New York state law requires property owners to keep the property in good condition. More specifically, state law says the owner must use “reasonable care to keep the premises in a reasonably safe condition for the protection of all persons whose presence is reasonably foreseeable.” But what does this mean? Who does the law require actually keep the property safe? Is there a time limit to file a claim?
First, it is important to note that slip-and-fall accidents and the laws that provide relief for victims are generally bound by state law. As such, the details may vary by state. Although the information provided in this piece is fairly broad, it is written focusing specifically on the application of New York law.

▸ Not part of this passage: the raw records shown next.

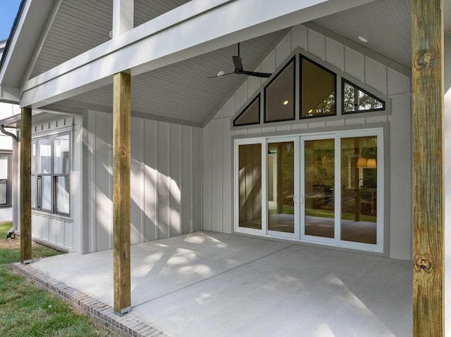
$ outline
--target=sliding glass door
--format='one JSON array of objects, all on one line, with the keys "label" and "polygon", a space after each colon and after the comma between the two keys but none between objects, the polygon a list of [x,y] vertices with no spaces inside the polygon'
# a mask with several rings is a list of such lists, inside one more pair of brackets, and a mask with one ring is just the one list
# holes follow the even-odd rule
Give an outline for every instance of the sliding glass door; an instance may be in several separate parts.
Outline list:
[{"label": "sliding glass door", "polygon": [[235,141],[235,231],[383,252],[383,132]]},{"label": "sliding glass door", "polygon": [[333,242],[336,237],[335,139],[306,137],[302,141],[304,203],[301,234],[304,239]]},{"label": "sliding glass door", "polygon": [[295,186],[298,174],[295,173],[295,165],[297,160],[295,140],[267,141],[267,231],[271,235],[295,237],[297,232]]}]

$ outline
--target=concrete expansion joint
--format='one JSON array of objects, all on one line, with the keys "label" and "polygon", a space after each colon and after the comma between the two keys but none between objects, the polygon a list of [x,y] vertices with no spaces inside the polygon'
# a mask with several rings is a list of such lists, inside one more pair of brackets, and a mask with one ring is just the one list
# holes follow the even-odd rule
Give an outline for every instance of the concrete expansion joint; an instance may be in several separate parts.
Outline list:
[{"label": "concrete expansion joint", "polygon": [[111,305],[33,268],[31,265],[14,263],[12,269],[37,286],[69,303],[77,310],[95,319],[113,333],[124,337],[171,337],[171,335],[147,324],[130,313],[123,316],[114,314]]}]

In most slip-and-fall cases, the victim will need to ask whether or not there was a defect in the property that caused their injury and who was responsible for the defective condition. The victim will need to review the details of the case to determine if there was a defect. In the past, the court has agreed that detergent spilled on a grocery store floor, cables that are not secured to the floor and icy sidewalks all qualified as a defect. The second question, the “who” of the case, generally falls to the property owner or individual or business in control of the property at the time of the accident.
In most circumstances, those who are injured in a slip-and-fall accident in New York have three years from the date of the accident to file a claim against the property owner. Depending on the details of the accident, it may be wise to use expert testimony to help build your case. This is especially true if the property owner is a municipality or government entity. The best strategy to build the case will depend on the details of the accident.